Statistical Analysis Approaches:

• Employ quantitative image analysis for immunohistochemistry data

• Use appropriate statistical tests based on data distribution:

  • Parametric tests (t-test, ANOVA) for normally distributed data

  • Non-parametric alternatives (Mann-Whitney, Kruskal-Wallis) for non-normal distributions

• Control for multiple comparisons when analyzing numerous tissue types

Data Visualization:

• Develop tissue expression maps showing relative C1GALT1C1 abundance

• Use heatmaps to visualize expression patterns across multiple tissues and conditions

• Create correlation matrices linking expression with functional O-glycosylation markers

What approaches can researchers use to analyze the relationship between C1GALT1C1 expression and O-glycosylation profiles?

Establishing connections between C1GALT1C1 expression and O-glycosylation patterns requires integrated analytical approaches:

Multi-Modal Analytical Framework:

• Combine C1GALT1C1 protein detection (using the biotin-conjugated antibody) with:

  • Lectin binding assays (specific for O-glycan structures)

  • Mass spectrometry glycomic profiling

  • T-synthase activity assays

• This comprehensive approach allows correlation between chaperone presence and functional outcomes

Correlation Analysis Methodology:

• Calculate Pearson or Spearman correlation coefficients between:

  • C1GALT1C1 expression levels

  • T-synthase (C1GALT1) activity

  • T-antigen abundance

  • Tn-antigen accumulation

• Identify threshold effects where changes in C1GALT1C1 levels lead to nonlinear changes in glycosylation

Perturbation Analysis:

• Manipulate C1GALT1C1 expression experimentally (knockdown, overexpression)

• Quantify resulting changes in:

  • T-synthase stability (protein half-life)
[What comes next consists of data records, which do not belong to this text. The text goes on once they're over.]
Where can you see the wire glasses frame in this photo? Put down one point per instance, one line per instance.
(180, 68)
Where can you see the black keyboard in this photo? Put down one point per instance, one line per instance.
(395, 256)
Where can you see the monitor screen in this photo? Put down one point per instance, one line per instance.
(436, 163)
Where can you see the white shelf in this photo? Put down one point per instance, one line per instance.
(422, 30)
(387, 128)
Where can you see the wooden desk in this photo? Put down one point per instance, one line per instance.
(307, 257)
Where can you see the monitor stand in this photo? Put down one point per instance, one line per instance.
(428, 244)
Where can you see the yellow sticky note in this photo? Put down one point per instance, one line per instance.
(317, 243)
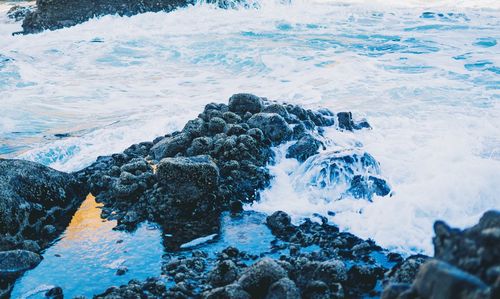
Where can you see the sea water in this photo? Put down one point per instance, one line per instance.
(425, 74)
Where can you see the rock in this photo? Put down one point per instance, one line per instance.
(121, 270)
(55, 14)
(304, 148)
(278, 109)
(333, 170)
(438, 279)
(331, 272)
(317, 290)
(367, 186)
(18, 12)
(346, 122)
(394, 290)
(405, 271)
(188, 176)
(242, 102)
(15, 262)
(283, 289)
(473, 250)
(231, 117)
(279, 223)
(216, 125)
(195, 128)
(225, 273)
(170, 146)
(232, 291)
(55, 293)
(272, 125)
(200, 146)
(29, 196)
(364, 276)
(257, 278)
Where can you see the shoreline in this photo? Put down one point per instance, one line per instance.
(199, 174)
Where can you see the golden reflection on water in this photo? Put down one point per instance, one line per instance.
(87, 222)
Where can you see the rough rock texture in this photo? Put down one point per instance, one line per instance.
(36, 204)
(466, 264)
(55, 14)
(315, 261)
(160, 180)
(15, 262)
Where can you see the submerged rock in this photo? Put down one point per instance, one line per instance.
(260, 276)
(272, 125)
(342, 173)
(438, 279)
(465, 265)
(15, 262)
(55, 14)
(304, 148)
(36, 203)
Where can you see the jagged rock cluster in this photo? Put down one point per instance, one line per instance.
(466, 264)
(217, 162)
(341, 266)
(36, 204)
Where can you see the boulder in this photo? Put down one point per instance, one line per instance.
(304, 148)
(33, 196)
(260, 276)
(225, 273)
(437, 279)
(243, 102)
(170, 146)
(283, 289)
(232, 291)
(188, 177)
(405, 271)
(55, 14)
(272, 125)
(15, 262)
(279, 223)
  • Enzyme activity (glycosyltransferase assays)

  • O-glycan profiles (mass spectrometry)

• Establish dose-response relationships between chaperone levels and functional outcomes

Glycoprotein-Specific Assessment:

• Analyze specific glycoprotein targets known to be O-glycosylated

• Compare glycoform distributions in contexts of varying C1GALT1C1 expression

• Identify particularly sensitive glycoprotein substrates

Pathway Integration Analysis:

• Place C1GALT1C1 expression data within broader cellular contexts:

  • ER stress response

  • Protein quality control machinery

  • Glycosylation enzyme expression networks

• Develop models explaining how C1GALT1C1 integrates with other chaperones and glycosylation machinery

Clinical Correlation Framework:

• In patient samples with identified C1GALT1C1 mutations (such as the c.59C>A variant) :

  • Quantify residual C1GALT1C1 activity

  • Measure T-synthase stability and activity

  • Profile O-glycan structures

  • Correlate with clinical phenotypes

This analytical framework enables researchers to establish mechanistic connections between C1GALT1C1 expression and functional O-glycosylation outcomes, providing insights into both normal physiology and disease pathogenesis.